La magie du Verbe

Aliasim et son village
Aliasim et une vue du village de Kolowaré

Aliasim, chasseur de profession, n'était pas seulement un conteur, il était aussi un chanteur, un artiste connu, et surtout il était un maître et un professionnel de la parole. On peut appliquer à Aliasim ce que Hampaté Bah dit du griot Namissé Sissoko : Personne ne se lassait de l'écouter conter ou chanter les hauts faits… d'autrefois... et selon ce qu'il contait, il pouvait modifier à volonté le timbre de sa voix, la rendre caverneuse pour les choses lugubres, tonnante pour imiter un dieu en colère, sourde et cassée pour exprimer la douleur, hésitante et voilée pour mimer la peur ou la prudence.(1)

Comme tous les grands conteurs Aliasim, avec son art, avait la capacité de captiver les auditeurs, de les faire entrer dans le monde qu'il créait au fur et à mesure de sa narration. Pour visualiser cette ambiance, il mettait en oeuvre toute une série de techniques "audiovisuelles". D'abord et avant tout la parole. Il la faisait jouer sur tous les registres, sur tous les tons. Comme l'a souligné Hampaté Bah, le conteur prêtait sa voix à chaque personnage avec le timbre et le ton appropriés, chaque situation, chaque état d'âme étaient rendus avec les modulations de voix correspondantes, etc.
Ensuite les mouvements et les gestes. Aliasim ne parlait pas seulement avec sa bouche, mais avec toute sa personne. Sa parole était accompagnée d'une mimique corporelle vigoureuse. Il jouait ce qu'il racontait, avec tous les moyens dont il disposait : voix, gestes des mains, expressions du visage, mouvements des yeux, balancements de la tête, silences, idéophones... etc. Le conteur était assis mais il obligeait son corps à assumer les positions les plus variées, les attitudes les plus étranges, selon les exigences des actions évoquées.
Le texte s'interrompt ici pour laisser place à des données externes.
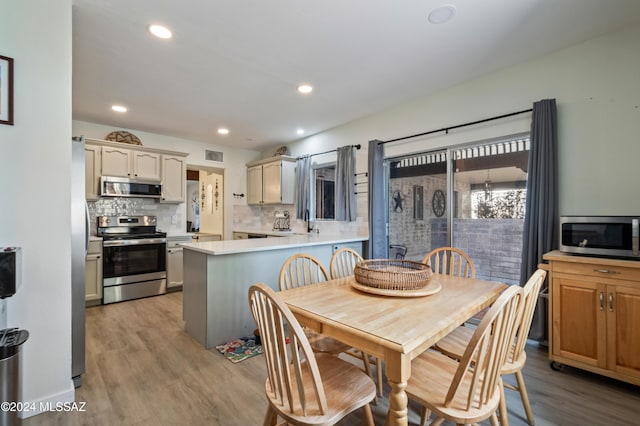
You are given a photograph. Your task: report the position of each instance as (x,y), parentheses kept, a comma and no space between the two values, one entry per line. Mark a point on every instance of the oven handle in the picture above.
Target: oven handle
(116,243)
Parfois, pour mieux entrer en communion avec son public et présenter son histoire avec plus de vigueur et de dynamisme, il se levait et racontait son histoire debout, en mimant les actions qu'il évoquait, en les visualisant avec ses gestes. (2) Dans la foto nous le voyons pendant l'émission d'un conte, lors d'une séance au village.
Deux visages qui parlent

Ainsi, peu à peu, le public entrait dans l'univers du conte, il était comme happé dans ce monde où tout est possible, où tous les êtres ont une vie et interagissent : Dieu, les anges, les esprits, les ancêtres, les morts, les génies, l'air, les arbres, les choses, les hommes, les animaux.
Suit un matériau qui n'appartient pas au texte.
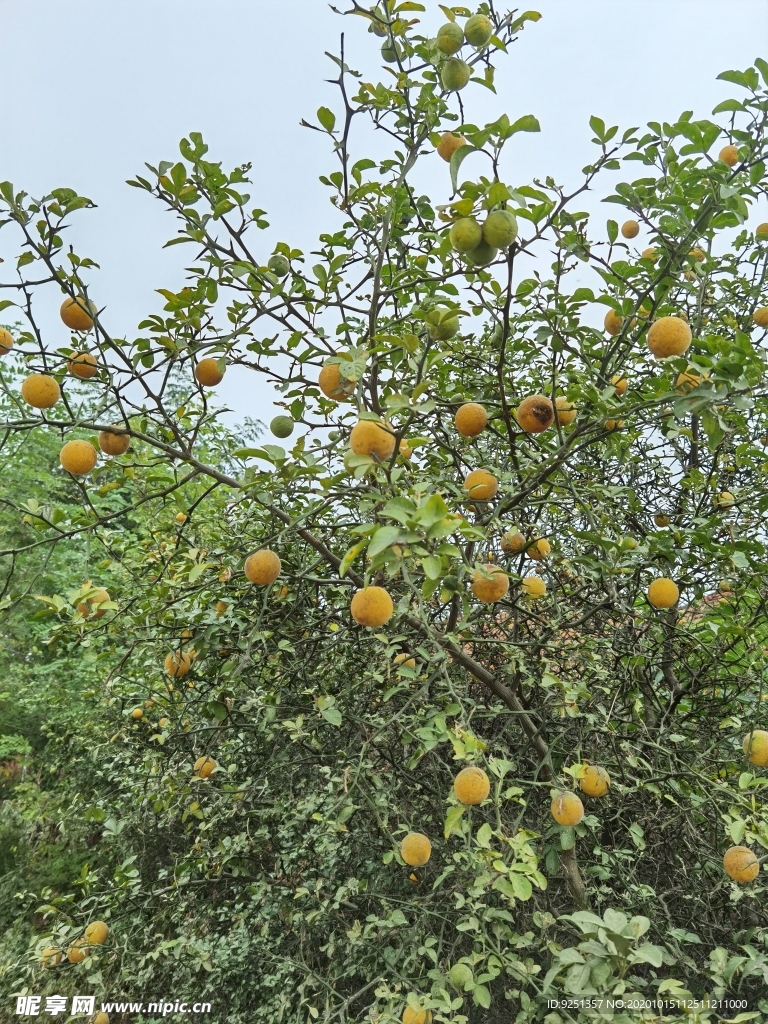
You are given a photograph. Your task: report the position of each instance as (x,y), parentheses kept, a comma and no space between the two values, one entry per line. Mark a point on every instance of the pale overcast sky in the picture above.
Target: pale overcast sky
(93,88)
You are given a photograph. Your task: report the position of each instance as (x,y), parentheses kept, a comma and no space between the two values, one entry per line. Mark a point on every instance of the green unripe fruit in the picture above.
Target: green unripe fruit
(465,235)
(450,38)
(455,75)
(279,265)
(500,228)
(478,30)
(282,426)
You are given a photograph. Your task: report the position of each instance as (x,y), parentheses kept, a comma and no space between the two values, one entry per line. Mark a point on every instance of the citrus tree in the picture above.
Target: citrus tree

Ces quelques notes nous laissent entrevoir la fonction toujours actuelle du conte. Pendant la durée de la séance, le diaphragme qui sépare le monde des humains et l'univers du conte s'estompe, disparaît, et les deux mondes s'entrelacent et se rencontrent. Avec un brin d'imagination on pourrait dire, avec Claude Hélène Perrot, que le corps social tout entier en ces instants, où les bornes du présent reculent jusqu'à disparaître, balayé par un profond courant, est irrigué par les forces (3)qui se dégagent des récits et qui modèlent, ou remodèlent l'identité sociale, en donnant forme aux valeurs fondamentales du groupe. Une des caractéristiques des contes est leur aptitude à être reformulés au fur et à mesure que les contextes changent en réélaborant des nouvelles visions de l'homme et de la société.

Comme le dit encore Hampaté Bah cette parole vivante des ancêtres a le don de nous toucher, sans que nous nous en rendions toujours compte, au plus profond de nous-mêmes… nous aidant à découvrir notre image et à modifier nos comportements. (4)



1) Amadou Hampâté Bâ, Oui mon commandant ! Récit, J'ai lu, Actes Sud, 1994, 26.

2) Un autre jeune talent, Akpo Awali, du groupe de Kpadjawè, se mettait parfois debout pour mieux visualiser, mimer et danser son récit. D'autres suivaient son exemple.

3) C. H. Perrot, L'histoire dans les royaumes agni de l'Est de la Côte d'Ivoire, "Annales, Economies, Sociétés, Civilisations', Paris, 1970, n° 86, 1661-62. En fait l'auteur parle des effets bénéfiques que la fête de l'igname a sur le groupe social tout entier à partir de son souverain.

4) Amadou Hampaté Bah, Il n'y a pas de petite querelle, Stock, 2000, 7.